Low Level APIs

Model Kernels¶

Kernel	API
RMSNorm	`liger_kernel.transformers.LigerRMSNorm`
LayerNorm	`liger_kernel.transformers.LigerLayerNorm`
RoPE	`liger_kernel.transformers.liger_rotary_pos_emb`
SwiGLU	`liger_kernel.transformers.LigerSwiGLUMLP`
GeGLU	`liger_kernel.transformers.LigerGEGLUMLP`
CrossEntropy	`liger_kernel.transformers.LigerCrossEntropyLoss`
Fused Linear CrossEntropy	`liger_kernel.transformers.LigerFusedLinearCrossEntropyLoss`
Multi Token Attention	`liger_kernel.transformers.LigerMultiTokenAttention`
Softmax	`liger_kernel.transformers.LigerSoftmax`
Sparsemax	`liger_kernel.transformers.LigerSparsemax`

RMS Norm¶

RMS Norm simplifies the LayerNorm operation by eliminating mean subtraction, which reduces computational complexity while retaining effectiveness.

This kernel performs normalization by scaling input vectors to have a unit root mean square (RMS) value. This method allows for a ~7x speed improvement and a ~3x reduction in memory footprint compared to implementations in PyTorch.

Try it out

You can experiment as shown in this example here.

RoPE¶

RoPE (Rotary Position Embedding) enhances the positional encoding used in transformer models.

The implementation allows for effective handling of positional information without incurring significant computational overhead.

Try it out

You can experiment as shown in this example here.

SwiGLU¶

GeGLU¶

CrossEntropy¶

This kernel is optimized for calculating the loss function used in classification tasks.

The kernel achieves a ~3x execution speed increase and a ~5x reduction in memory usage for substantial vocabulary sizes compared to implementations in PyTorch.

Try it out

You can experiment as shown in this example here.

Fused Linear CrossEntropy¶

This kernel combines linear transformations with cross-entropy loss calculations into a single operation.

Try it out

You can experiment as shown in this example here

Multi Token Attention¶

The Multi Token Attention kernel implementation provides and optimized fused implementation of multi-token attention over the implemented Pytorch model baseline. This is a new attention mechanism that can operate on multiple Q and K inputs introduced by Meta Research.

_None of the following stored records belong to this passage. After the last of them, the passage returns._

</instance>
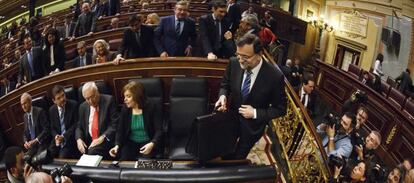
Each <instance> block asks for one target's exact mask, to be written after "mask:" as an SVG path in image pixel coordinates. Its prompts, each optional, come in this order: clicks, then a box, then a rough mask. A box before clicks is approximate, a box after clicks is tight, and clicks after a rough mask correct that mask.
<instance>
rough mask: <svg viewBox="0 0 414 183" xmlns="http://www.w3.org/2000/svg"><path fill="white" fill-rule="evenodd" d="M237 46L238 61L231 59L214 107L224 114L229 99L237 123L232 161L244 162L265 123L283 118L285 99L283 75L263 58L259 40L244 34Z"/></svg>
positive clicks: (222, 80)
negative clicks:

Paper: https://arxiv.org/abs/2504.00927

Softmax¶

The Softmax kernel implementation provides an optimized implementation of the softmax operation, which is a fundamental component in neural networks for converting raw scores into probability distributions.

The implementation shows notable speedups compared to the Softmax PyTorch implementation

Sparsemax¶

Sparsemax is a sparse alternative to softmax that produces sparse probability distributions. This kernel implements an efficient version of the sparsemax operation that can be used as a drop-in replacement for softmax in attention mechanisms or classification tasks.

The implementation achieves significant speed improvements and memory savings compared to standard PyTorch implementations, particularly for large input tensors.

Alignment Kernels¶

Kernel	API
Fused Linear CPO Loss	`liger_kernel.chunked_loss.LigerFusedLinearCPOLoss`
Fused Linear DPO Loss	`liger_kernel.chunked_loss.LigerFusedLinearDPOLoss`
Fused Linear ORPO Loss	`liger_kernel.chunked_loss.LigerFusedLinearORPOLoss`
Fused Linear SimPO Loss	`liger_kernel.chunked_loss.LigerFusedLinearSimPOLoss`

Distillation Kernels¶

Kernel	API
KLDivergence	`liger_kernel.transformers.LigerKLDIVLoss`
JSD	`liger_kernel.transformers.LigerJSD`
Fused Linear JSD	`liger_kernel.transformers.LigerFusedLinearJSD`

Experimental Kernels¶

Kernel	API
Embedding	`liger_kernel.transformers.experimental.LigerEmbedding`
Matmul int2xint8	`liger_kernel.transformers.experimental.matmul`